Tuesday, October 28, 2014

The Legal Health Check-Up project, being developed by the Halton Community Legal Clinic, is moving out of the planning phase and into the field. Now that training for the seven intermediary partners in the use of the Check-up tool has been completed and the research instruments have been developed, the project is entering a preliminary phase in which data will be collected for three months or until three hundred Check-up forms have been completed with the assistance of intermediaries and submitted to the clinic for intake. The three hundred completed forms should provide sufficient data to assess the implementation phase of the project, to detect unanticipated issues and to make course corrections. That number of clients flowing in through the check-ups administered by intermediaries is intended to be small enough so that service can be provided to all new clients without undue strain on the capacity of the clinic while providing sufficient data to assess the early implementation of the project. It was decided early on in the planning that no part of the project would be for research only.

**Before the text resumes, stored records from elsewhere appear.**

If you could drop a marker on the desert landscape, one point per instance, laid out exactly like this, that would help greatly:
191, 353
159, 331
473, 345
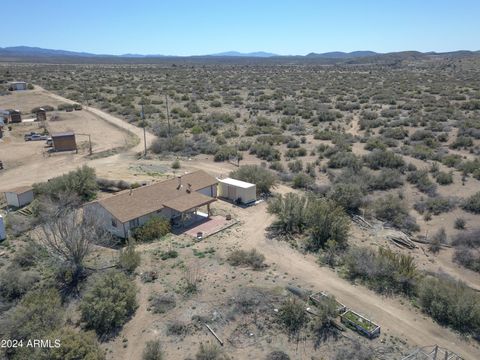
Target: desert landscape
367, 178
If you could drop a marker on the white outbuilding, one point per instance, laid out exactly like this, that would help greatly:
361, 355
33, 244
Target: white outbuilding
237, 191
19, 196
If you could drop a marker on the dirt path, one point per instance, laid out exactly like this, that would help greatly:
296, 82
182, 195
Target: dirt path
396, 316
58, 164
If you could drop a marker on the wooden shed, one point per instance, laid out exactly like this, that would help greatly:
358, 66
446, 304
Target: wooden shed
64, 141
19, 196
41, 114
236, 190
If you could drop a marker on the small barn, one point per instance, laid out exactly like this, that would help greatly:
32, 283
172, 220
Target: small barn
236, 190
64, 141
12, 115
41, 115
17, 85
19, 196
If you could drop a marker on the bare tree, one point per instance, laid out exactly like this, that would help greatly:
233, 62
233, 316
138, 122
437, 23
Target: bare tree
68, 238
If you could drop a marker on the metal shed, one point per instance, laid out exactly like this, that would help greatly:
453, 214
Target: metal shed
19, 196
64, 141
237, 190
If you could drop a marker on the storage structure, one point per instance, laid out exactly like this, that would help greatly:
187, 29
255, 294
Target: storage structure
237, 191
19, 196
64, 141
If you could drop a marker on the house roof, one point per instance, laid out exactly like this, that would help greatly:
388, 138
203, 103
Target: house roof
237, 183
188, 201
131, 204
64, 134
20, 190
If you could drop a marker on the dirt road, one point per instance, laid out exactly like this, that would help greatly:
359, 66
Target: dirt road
397, 317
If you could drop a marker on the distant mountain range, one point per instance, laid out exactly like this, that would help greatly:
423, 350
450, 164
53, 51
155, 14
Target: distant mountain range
25, 53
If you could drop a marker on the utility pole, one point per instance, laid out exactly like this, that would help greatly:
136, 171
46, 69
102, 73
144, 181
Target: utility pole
144, 132
168, 115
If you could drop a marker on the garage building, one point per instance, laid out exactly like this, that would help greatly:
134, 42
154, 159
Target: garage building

This phase of the research will allow the project team to collect data and carry out analysis to address several critical questions. How effective is the legal health check-up tool in identifying everyday legal problems? How closely do the everyday legal problems identified by people through the Check-Ups translate into actionable legal problems assessed at intake? Does the Check-Up process allow the Halton clinic to move the service “upstream”, identifying problems before situations become critical? How will the different intermediaries interact with clients and how will this affect problem identification? To what extent will the Check-Up tool allow the Halton clinic to extend its reach beyond its current clientele, into the hidden need of people marginally above current legal aid eligibility but still experiencing legal need with the same urgency as existing clients?

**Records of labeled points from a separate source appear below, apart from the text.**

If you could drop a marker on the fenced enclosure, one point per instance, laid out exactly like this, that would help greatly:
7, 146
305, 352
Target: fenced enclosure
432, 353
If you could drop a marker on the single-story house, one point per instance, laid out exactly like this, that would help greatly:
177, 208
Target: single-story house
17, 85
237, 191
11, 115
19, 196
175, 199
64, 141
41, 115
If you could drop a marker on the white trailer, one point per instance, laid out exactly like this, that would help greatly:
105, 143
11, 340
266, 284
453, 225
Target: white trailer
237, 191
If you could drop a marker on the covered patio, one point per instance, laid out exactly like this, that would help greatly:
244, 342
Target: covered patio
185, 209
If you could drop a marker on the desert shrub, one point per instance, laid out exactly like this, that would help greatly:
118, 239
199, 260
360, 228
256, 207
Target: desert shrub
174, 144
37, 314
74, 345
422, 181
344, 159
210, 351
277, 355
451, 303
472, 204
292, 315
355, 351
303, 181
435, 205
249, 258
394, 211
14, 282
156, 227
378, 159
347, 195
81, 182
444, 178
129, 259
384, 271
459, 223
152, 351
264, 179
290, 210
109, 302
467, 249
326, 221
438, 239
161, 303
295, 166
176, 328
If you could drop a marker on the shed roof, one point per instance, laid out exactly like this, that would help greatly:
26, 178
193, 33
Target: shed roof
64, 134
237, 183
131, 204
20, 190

The Halton Legal Health Check-Up project is responding to the unmet need documented in the legal problems research and long experienced by service providers. By partnering with intermediaries to extend the reach of legal aid the Legal Health Check-Up project is moving from being reactive to the expressed demand that manifests as requests for service to proactively identifying unmet need, the Halton Legal Health Check-Up project is responding to the unmet need legal problems research has documented and has long been the experience of service providers.  Following the preliminary phase, the Halton pilot will continue to gather a larger body of data that will provide conclusive evidence. Importantly, following the preliminary assessment phase in Halton, several LAO legal aid clinics in the Southwest Region will then come on stream with versions of the legal health check-up approach that suit their situations.

These are exciting times for legal aid in the Halton region and in Ontario, responding to the unmet need now well-documented in the research literature with a new and exciting approach. At the same time, long time observers of legal aid will notice that the Halton Legal Health Check-Up project reaches back to the enduring ideals of the legal aid movement from the early days in the 1960’s, especially in the U.S when legal aid was conceived as part of a social justice movement and a key part of an attack on poverty. However, everything old is not new again without the commitment and the energy to continue making it happen, applying new knowledge about the access to justice problem and new ways of addressing it.